Because autologous cell therapies are personalized products created for each specific patient, biopharma companies must ensure that the chain of identity is maintained and verified throughout the entire supply chain, no matter how complex. Unlike conventional, large batch drugs, each cell and gene therapy patient represents his/her own batch, and with treatments such as CAR T-cell therapy, the patient is literally the first step of the supply chain. Few manufacturers have the systems in place to track the condition of the cells from the moment that the blood draw happens to the time that the therapy is reinfused, so McKesson leverages industry collaborators for robust data tracking and verification capabilities to help preserve chain of custody and identity. However, this is more involved than simply tracking the delivery of a package from an online shopping site. This is about building the infrastructure to track and verify that life-saving medications get to patients safely and efficiently in order to drive the best possible outcomes.

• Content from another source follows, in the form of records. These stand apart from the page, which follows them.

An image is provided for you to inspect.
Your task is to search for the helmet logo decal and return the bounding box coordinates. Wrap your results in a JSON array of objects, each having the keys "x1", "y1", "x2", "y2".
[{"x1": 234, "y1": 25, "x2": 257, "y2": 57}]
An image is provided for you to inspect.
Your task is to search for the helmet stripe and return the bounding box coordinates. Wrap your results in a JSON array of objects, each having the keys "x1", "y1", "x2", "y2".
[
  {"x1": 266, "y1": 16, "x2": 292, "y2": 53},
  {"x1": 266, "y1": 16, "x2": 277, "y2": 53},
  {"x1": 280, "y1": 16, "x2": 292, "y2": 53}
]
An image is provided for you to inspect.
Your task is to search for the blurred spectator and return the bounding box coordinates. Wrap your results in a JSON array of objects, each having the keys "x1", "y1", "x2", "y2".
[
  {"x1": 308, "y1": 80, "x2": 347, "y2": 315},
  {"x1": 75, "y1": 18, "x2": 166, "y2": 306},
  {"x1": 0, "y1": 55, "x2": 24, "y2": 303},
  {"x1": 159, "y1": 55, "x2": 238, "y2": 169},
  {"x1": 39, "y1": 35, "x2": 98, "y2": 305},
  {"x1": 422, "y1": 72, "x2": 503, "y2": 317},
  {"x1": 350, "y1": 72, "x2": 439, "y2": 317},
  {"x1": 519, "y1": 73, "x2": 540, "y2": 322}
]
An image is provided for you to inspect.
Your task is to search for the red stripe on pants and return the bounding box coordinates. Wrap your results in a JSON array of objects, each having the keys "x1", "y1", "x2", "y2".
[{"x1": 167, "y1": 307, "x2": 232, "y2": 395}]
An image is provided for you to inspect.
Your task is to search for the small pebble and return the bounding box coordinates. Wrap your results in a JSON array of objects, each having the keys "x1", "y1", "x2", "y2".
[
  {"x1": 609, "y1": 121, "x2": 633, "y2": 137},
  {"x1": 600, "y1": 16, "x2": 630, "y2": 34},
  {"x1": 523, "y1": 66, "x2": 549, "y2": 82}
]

Just-in-Time Shipping for the Last Mile
Some cell and gene therapies have shorter shelf lives than traditional medicines which, when combined with their high cost, makes it impractical to ship these drugs through normal channels. Temperature-controlled drugs are especially vulnerable in what is often referred to as the “last mile” when products can be delayed at the final step along the supply chain—getting from the local distribution center to the patient or to the care facility for administration.
As a result, biopharma companies have to rethink their distribution channels to avoid treatment delays. More products are now managed using a just-in-time approach that utilizes overnight delivery to fulfill next-day service to patients and providers. In addition to developing relationships with parcel companies that can accommodate complex logistics, this requires patient-centric communication and coordination with the care center 24-48 hours before anticipated delivery so they can schedule the patient for an infusion accordingly. All of the efforts to maintain chain of custody and temperature controls are for naught if the package sits on a loading dock beyond its expiration date.
Leveraging Expertise in Specialty Pharmaceuticals
While the cell and gene therapy market is poised for tremendous growth and impact on patient care, the supply chain needed to support this growth is not yet fully formed and scalable. This is very analogous to where the specialty drug market was 20 years ago, which propelled investment in cold chain management and integrated support to drive access and commercial success. As an industry of biopharma manufacturers, suppliers and distributors, we have an opportunity to leverage our expertise with specialty drugs to fuel the transition from small-batches to larger volumes by addressing key limitations through technology, software solutions and customized support services.
Ultimately, this is about the patients and ensuing they have the best possible experience and outcomes. If the patient never knows how much effort it took to deliver their CAR-T therapy, the supply chain is working.